Nesse cenário complexo, Rindzela tornou-se o pilar de apoio, incentivando Xhuria a buscar ajuda profissional para superar os traumas e as dificuldades emocionais. Juntas, elas construíram um vínculo que transcendeu as dores do passado, proporcionando a Xhuria a força necessária para enfrentar seus desafios acadêmicos e emocionais. Este capítulo da vida de Xhuria, marcado pelo encontro com Rindzela, seria uma reviravolta crucial em sua jornada rumo à superação e autodescoberta.

À medida que o curso universitário de Rindzela acabava, o momento da despedida se aproximava. A residência universitária, que por um ano abrigou as risadas, as lágrimas e os entrelaçados cabelos crespos das duas amigas, estava prestes a perder um pouco da sua essência.

A despedida foi dolorosa, pois para Xhuria e Rindzela, se desvincular emocionalmente era uma tarefa árdua. Um ano acadêmico de partilhas de histórias, cuidados com os cabelos, e uma troca única entre duas almas que encontraram conforto e irmandade uma na outra.

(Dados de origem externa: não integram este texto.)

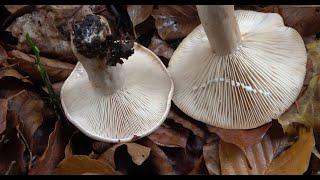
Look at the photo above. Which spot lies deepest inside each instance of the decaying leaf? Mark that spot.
(57, 70)
(160, 47)
(160, 162)
(175, 21)
(10, 72)
(294, 160)
(211, 158)
(3, 55)
(241, 138)
(137, 152)
(3, 114)
(306, 20)
(81, 164)
(12, 148)
(138, 14)
(14, 8)
(29, 109)
(187, 123)
(53, 154)
(169, 137)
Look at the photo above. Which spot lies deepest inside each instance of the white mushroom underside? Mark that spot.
(135, 110)
(247, 88)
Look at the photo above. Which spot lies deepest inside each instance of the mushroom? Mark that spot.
(111, 99)
(237, 69)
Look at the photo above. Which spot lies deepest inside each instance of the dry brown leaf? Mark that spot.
(198, 167)
(3, 115)
(138, 14)
(12, 148)
(187, 123)
(3, 55)
(169, 137)
(29, 109)
(211, 158)
(160, 162)
(241, 138)
(137, 152)
(294, 160)
(57, 70)
(306, 20)
(10, 72)
(14, 8)
(53, 154)
(160, 47)
(175, 21)
(80, 164)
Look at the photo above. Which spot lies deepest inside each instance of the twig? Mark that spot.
(44, 77)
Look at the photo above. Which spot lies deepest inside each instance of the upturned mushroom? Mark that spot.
(110, 98)
(238, 69)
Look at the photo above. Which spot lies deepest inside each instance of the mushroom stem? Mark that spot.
(106, 79)
(221, 27)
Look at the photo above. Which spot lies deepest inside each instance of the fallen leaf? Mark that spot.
(137, 152)
(81, 164)
(12, 148)
(175, 21)
(160, 162)
(241, 138)
(29, 109)
(53, 154)
(14, 8)
(138, 14)
(198, 167)
(10, 72)
(3, 115)
(308, 110)
(169, 137)
(57, 70)
(294, 160)
(160, 47)
(3, 55)
(211, 158)
(187, 123)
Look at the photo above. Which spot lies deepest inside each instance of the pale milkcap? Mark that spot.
(238, 69)
(137, 105)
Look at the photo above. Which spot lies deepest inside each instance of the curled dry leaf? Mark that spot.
(54, 152)
(137, 152)
(211, 158)
(12, 148)
(187, 123)
(175, 21)
(29, 109)
(45, 29)
(241, 138)
(138, 14)
(57, 70)
(81, 164)
(10, 72)
(169, 137)
(294, 160)
(14, 8)
(307, 110)
(306, 20)
(160, 162)
(3, 115)
(160, 47)
(3, 55)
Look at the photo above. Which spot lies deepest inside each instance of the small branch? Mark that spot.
(44, 78)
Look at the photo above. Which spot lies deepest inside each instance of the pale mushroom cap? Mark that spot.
(132, 112)
(247, 88)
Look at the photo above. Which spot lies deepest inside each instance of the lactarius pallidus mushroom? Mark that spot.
(110, 99)
(238, 69)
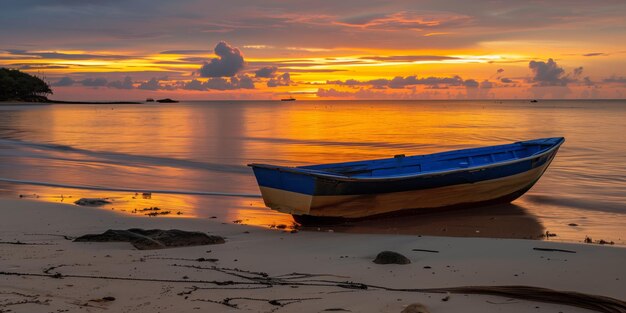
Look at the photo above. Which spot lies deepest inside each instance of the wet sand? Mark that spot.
(58, 274)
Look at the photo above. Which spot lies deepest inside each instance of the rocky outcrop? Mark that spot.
(154, 238)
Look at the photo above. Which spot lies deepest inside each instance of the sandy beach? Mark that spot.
(309, 271)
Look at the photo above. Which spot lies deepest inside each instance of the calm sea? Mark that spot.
(192, 149)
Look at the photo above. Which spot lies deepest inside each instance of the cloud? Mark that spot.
(400, 82)
(64, 82)
(331, 92)
(594, 54)
(185, 52)
(404, 20)
(266, 72)
(94, 82)
(152, 84)
(409, 58)
(219, 83)
(127, 83)
(485, 84)
(280, 80)
(615, 79)
(470, 83)
(229, 62)
(65, 56)
(548, 73)
(578, 71)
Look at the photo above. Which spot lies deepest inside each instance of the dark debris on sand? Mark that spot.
(154, 238)
(390, 257)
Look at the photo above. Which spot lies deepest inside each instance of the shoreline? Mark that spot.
(177, 281)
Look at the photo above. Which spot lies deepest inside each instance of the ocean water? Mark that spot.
(195, 154)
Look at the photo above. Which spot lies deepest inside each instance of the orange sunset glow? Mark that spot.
(94, 50)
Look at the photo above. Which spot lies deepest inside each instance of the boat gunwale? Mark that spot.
(323, 174)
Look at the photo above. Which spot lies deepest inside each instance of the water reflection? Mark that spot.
(204, 146)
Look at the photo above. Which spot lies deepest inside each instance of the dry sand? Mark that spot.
(176, 282)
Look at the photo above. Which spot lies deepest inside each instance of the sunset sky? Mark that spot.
(349, 49)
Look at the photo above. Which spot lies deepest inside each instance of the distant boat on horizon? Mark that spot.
(355, 190)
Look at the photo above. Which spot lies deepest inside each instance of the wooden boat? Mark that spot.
(352, 190)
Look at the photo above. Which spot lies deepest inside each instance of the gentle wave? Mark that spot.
(102, 188)
(125, 158)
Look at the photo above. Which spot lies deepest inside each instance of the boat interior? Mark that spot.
(444, 161)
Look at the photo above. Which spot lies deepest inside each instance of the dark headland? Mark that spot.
(18, 87)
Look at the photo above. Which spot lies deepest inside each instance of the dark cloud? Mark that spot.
(280, 80)
(229, 62)
(127, 83)
(266, 72)
(64, 82)
(548, 73)
(94, 82)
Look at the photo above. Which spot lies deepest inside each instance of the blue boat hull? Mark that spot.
(367, 188)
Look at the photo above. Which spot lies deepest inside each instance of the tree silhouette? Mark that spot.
(16, 85)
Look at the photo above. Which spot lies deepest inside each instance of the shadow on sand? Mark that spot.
(495, 221)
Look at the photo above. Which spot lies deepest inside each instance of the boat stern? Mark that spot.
(284, 191)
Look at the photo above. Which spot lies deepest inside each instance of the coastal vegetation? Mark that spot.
(19, 86)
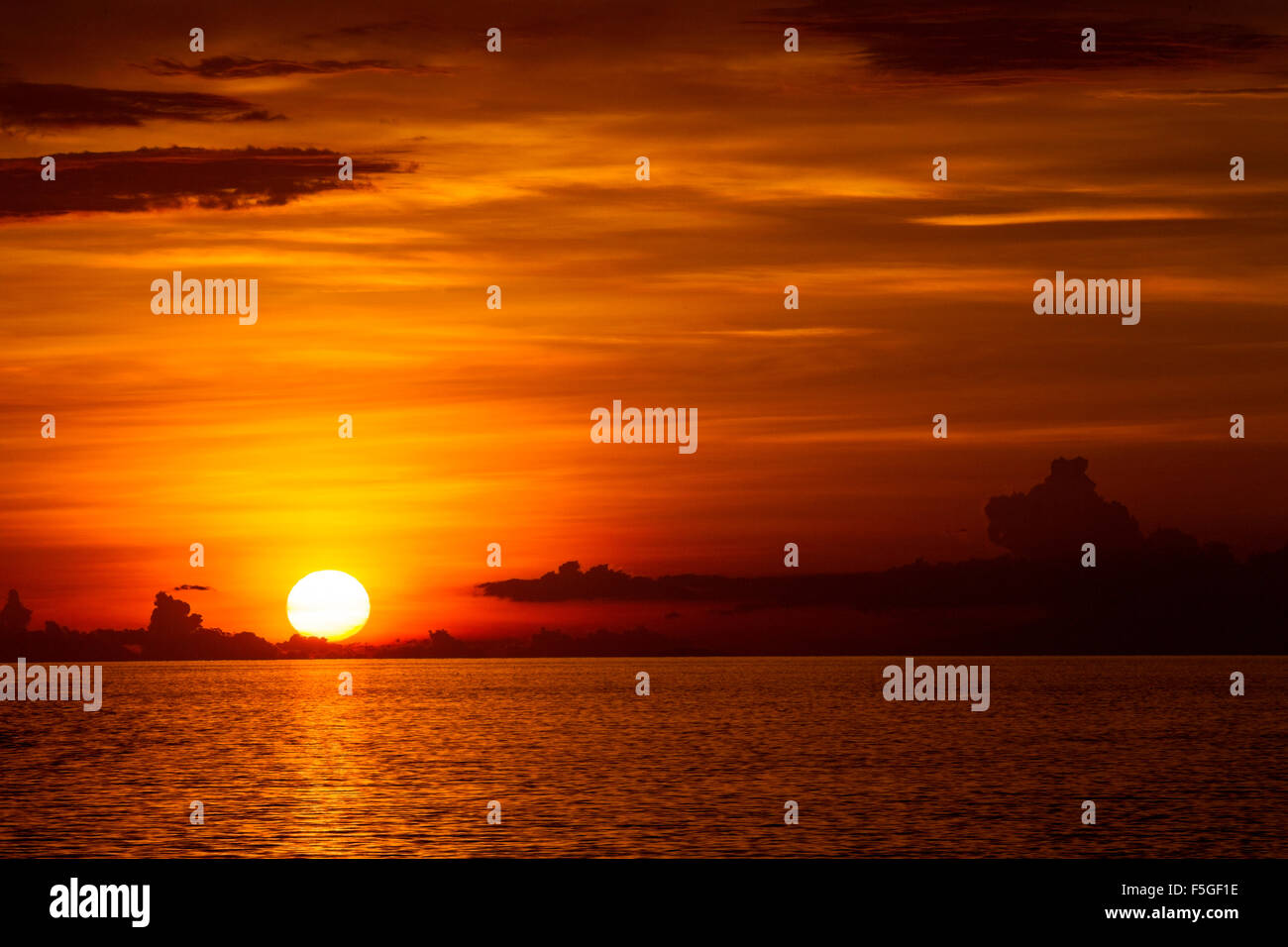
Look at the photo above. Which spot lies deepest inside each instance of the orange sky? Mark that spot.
(518, 169)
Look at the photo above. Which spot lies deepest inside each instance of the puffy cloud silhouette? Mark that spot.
(172, 616)
(14, 616)
(1057, 515)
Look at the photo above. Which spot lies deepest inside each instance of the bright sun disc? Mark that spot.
(327, 604)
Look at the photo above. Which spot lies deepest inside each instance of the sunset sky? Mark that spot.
(518, 169)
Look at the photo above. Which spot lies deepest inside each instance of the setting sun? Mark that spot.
(329, 604)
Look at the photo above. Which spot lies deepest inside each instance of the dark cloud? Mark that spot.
(246, 67)
(1057, 515)
(40, 106)
(1009, 40)
(166, 178)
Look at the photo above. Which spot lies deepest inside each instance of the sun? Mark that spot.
(327, 604)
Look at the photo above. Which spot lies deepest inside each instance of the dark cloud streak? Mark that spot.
(44, 106)
(168, 178)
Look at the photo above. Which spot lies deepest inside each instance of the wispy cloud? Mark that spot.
(168, 178)
(248, 67)
(44, 105)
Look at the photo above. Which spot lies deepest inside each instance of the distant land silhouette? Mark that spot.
(1157, 594)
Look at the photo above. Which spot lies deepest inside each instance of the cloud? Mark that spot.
(1057, 515)
(175, 176)
(42, 105)
(246, 67)
(1012, 40)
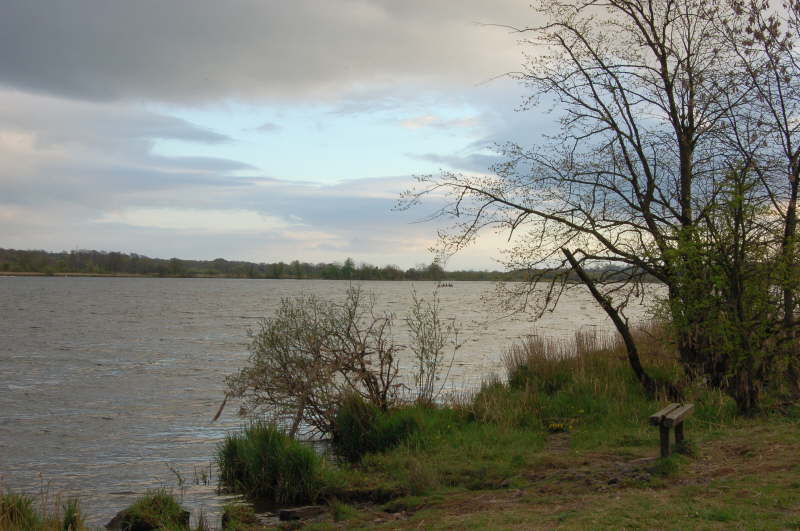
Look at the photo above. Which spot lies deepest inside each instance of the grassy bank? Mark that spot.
(561, 441)
(564, 440)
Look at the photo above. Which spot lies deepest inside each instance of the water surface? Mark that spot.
(108, 385)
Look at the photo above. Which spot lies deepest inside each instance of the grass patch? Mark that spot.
(361, 428)
(263, 463)
(24, 512)
(157, 509)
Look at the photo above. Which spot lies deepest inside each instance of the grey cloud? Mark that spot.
(473, 162)
(267, 127)
(194, 50)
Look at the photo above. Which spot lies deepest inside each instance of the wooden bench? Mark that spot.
(671, 416)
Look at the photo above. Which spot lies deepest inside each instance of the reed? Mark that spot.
(45, 513)
(263, 463)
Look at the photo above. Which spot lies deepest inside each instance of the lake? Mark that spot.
(108, 385)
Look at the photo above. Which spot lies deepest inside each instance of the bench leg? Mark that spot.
(664, 441)
(678, 433)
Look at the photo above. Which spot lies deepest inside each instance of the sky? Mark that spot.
(261, 130)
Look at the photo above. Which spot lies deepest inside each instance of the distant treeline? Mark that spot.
(114, 263)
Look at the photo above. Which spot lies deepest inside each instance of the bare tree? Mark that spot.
(311, 354)
(649, 92)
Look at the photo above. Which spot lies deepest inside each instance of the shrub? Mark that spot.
(312, 353)
(72, 518)
(238, 517)
(157, 509)
(361, 428)
(264, 463)
(17, 512)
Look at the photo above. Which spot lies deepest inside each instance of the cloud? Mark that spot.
(267, 127)
(429, 120)
(202, 50)
(195, 220)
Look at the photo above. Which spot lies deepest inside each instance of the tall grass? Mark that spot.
(361, 428)
(21, 512)
(156, 509)
(585, 381)
(265, 464)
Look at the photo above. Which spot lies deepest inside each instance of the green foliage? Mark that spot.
(17, 511)
(311, 354)
(341, 511)
(263, 463)
(156, 509)
(72, 518)
(238, 517)
(362, 428)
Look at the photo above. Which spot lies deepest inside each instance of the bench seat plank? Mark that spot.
(677, 415)
(656, 418)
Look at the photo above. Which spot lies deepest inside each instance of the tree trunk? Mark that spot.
(622, 327)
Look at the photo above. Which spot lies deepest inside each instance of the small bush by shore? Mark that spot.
(361, 428)
(22, 512)
(264, 463)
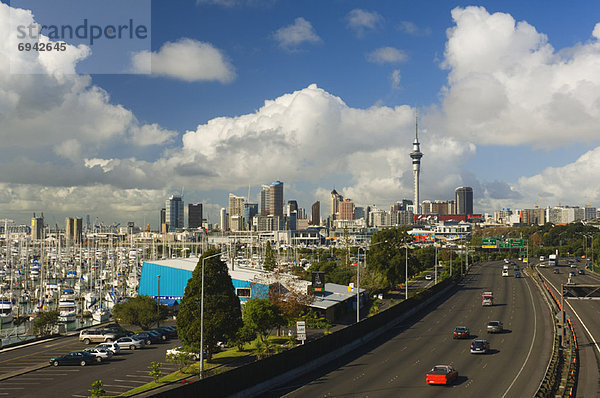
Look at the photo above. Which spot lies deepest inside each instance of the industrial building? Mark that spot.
(168, 279)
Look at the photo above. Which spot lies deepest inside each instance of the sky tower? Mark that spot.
(416, 156)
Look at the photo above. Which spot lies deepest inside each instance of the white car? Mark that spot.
(101, 354)
(129, 343)
(114, 347)
(173, 352)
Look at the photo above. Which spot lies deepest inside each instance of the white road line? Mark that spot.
(530, 345)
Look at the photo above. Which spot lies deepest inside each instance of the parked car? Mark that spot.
(114, 347)
(81, 358)
(480, 347)
(148, 337)
(101, 354)
(461, 332)
(494, 327)
(130, 343)
(96, 335)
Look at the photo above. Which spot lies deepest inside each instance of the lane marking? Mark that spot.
(530, 345)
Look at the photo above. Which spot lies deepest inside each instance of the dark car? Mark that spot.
(461, 332)
(81, 358)
(480, 347)
(148, 337)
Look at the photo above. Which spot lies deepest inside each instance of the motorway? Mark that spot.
(396, 364)
(584, 314)
(123, 372)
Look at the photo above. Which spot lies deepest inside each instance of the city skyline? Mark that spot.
(317, 96)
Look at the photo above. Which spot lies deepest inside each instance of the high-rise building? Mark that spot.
(73, 229)
(276, 199)
(223, 220)
(264, 200)
(174, 212)
(162, 226)
(37, 227)
(336, 199)
(236, 208)
(316, 213)
(416, 156)
(464, 200)
(194, 215)
(346, 210)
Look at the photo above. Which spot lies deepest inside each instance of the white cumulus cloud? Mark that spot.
(186, 59)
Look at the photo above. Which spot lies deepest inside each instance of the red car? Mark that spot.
(441, 374)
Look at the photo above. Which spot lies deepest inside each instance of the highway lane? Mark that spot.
(397, 365)
(585, 316)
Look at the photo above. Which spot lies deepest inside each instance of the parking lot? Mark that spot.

Ao deixar a residência para retornar ao seu país, Rindzela levou consigo as lembranças preciosas de uma amizade que transcendia fronteiras e culturas. O adeus foi difícil, a Rindzela partiu com o coração apertado, esperando que Xhuria continuasse a trilhar seu caminho com mais otimismo e determinação.

A amiga mais velha, que desempenhou papéis de irmã, amiga e mãe na vida de Xhuria, tinha a esperança de que Xhuria, a jovem que carregava consigo as marcas de uma infância difícil, encontrasse sua mãe um dia. Rindzela desejava que este reencontro pudesse preencher os vazios deixados ao longo da vida de Xhuria, proporcionando-lhe o afeto e o cuidado que tanto necessitava.